If you want to keep the nappies white, wash on a higher temperature (see instructions provided with your nappies for maximum recommended temperatures), although this will reduce their life span, but avoid bleach as this can damage the fibres, although a dab of Vanish may help shift a persistent stain particularly of breastfed poo. However the best bleaching agent is the sun: line drying is free, and the sun's action will naturally bleach your nappies. Rinsing and soaking of soiled and wet nappies and wraps will neutralise the urine and thereby reduce damage to the fibres of the fabric and prolong life.

If you live in a soft water area your nappies will end up whiter compared to those living in a hard water area, this is simply due to the limescale collecting in your washing. A water softener will improve the 'whiteness' of your washing and will also help with the softer feel of fabrics you've washed, as well as prolonging the life of your washing machine and make cleaning of sinks, shower screens etc very much easier.

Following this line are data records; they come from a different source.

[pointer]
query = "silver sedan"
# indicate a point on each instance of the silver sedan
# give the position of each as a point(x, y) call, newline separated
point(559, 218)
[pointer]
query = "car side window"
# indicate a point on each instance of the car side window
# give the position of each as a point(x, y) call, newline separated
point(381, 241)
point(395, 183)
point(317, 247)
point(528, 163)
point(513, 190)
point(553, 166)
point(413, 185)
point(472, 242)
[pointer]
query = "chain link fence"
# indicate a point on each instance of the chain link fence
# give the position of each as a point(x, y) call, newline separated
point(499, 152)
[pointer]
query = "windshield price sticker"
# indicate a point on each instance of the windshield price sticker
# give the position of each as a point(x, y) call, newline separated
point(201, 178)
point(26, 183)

My fleece lined pocket nappies seem to be repelling water, what should I do?

This is sometimes caused by a build up of detergent residue, or can happen when nappy cream is used, and can clog up the surface of the nappy causing it to repel. Various remedies often long and convoluted, are suggested on nappy forums. Personally I found the best was to rub a little drop or two of washing up liquid over the surface of the fleece and rub in (you don't need a lot), then rinse thoroughly to remove the foam before washing at 60° (otherwise you may get a machine full of bubbles! You don't need to faff about with vinegar or dishwasher tablets. All this may do is decrease the longevity of your nappiesand/or invalidate your warranty.

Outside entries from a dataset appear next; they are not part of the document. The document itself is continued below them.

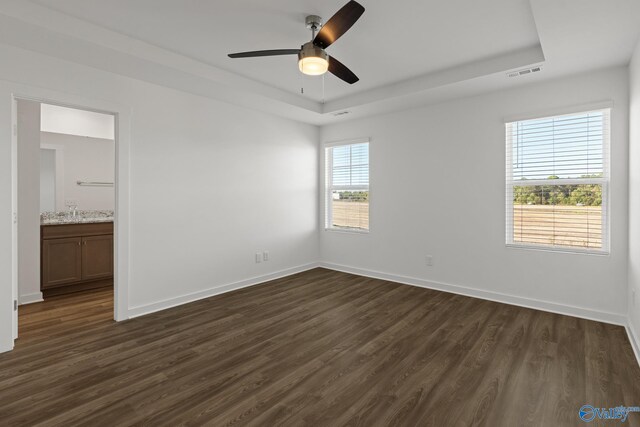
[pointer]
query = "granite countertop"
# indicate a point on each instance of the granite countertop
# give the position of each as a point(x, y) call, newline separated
point(82, 217)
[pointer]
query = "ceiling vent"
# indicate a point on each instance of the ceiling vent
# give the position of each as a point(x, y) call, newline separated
point(525, 71)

My nappies smell as soon as my baby has wet them. They smell horrid, yet she hasn't done a poo, what can I do?

This can happen particularly in spring and autumn when your heating is off but it's a wet day, resulting in difficulties keeping up with all your washing and drying. This can mean your nappies although feeling dry when you put them away are dry on the surface but not quite dry in the folds around the elastic or inside if an all in one. This can cause moulds and bacteria to multiply in the nappy, resulting in a horrible cabbagey smell as soon as they are wet. To remedy I would suggest wash the nappies as hot as the washing instructions allow, with some bio detergent plus a scoop of a nappy soaking solution such as , which will sterilize the nappies. Then make sure the nappies are thoroughly dry by allowing extra drying time or tumble drying, and store in a warm dry place, rotating the nappies so that they really are totally dry and the most recently washed are last to be used.

Full washing instructions are supplied with your nappy purchases - see laundry information on tag.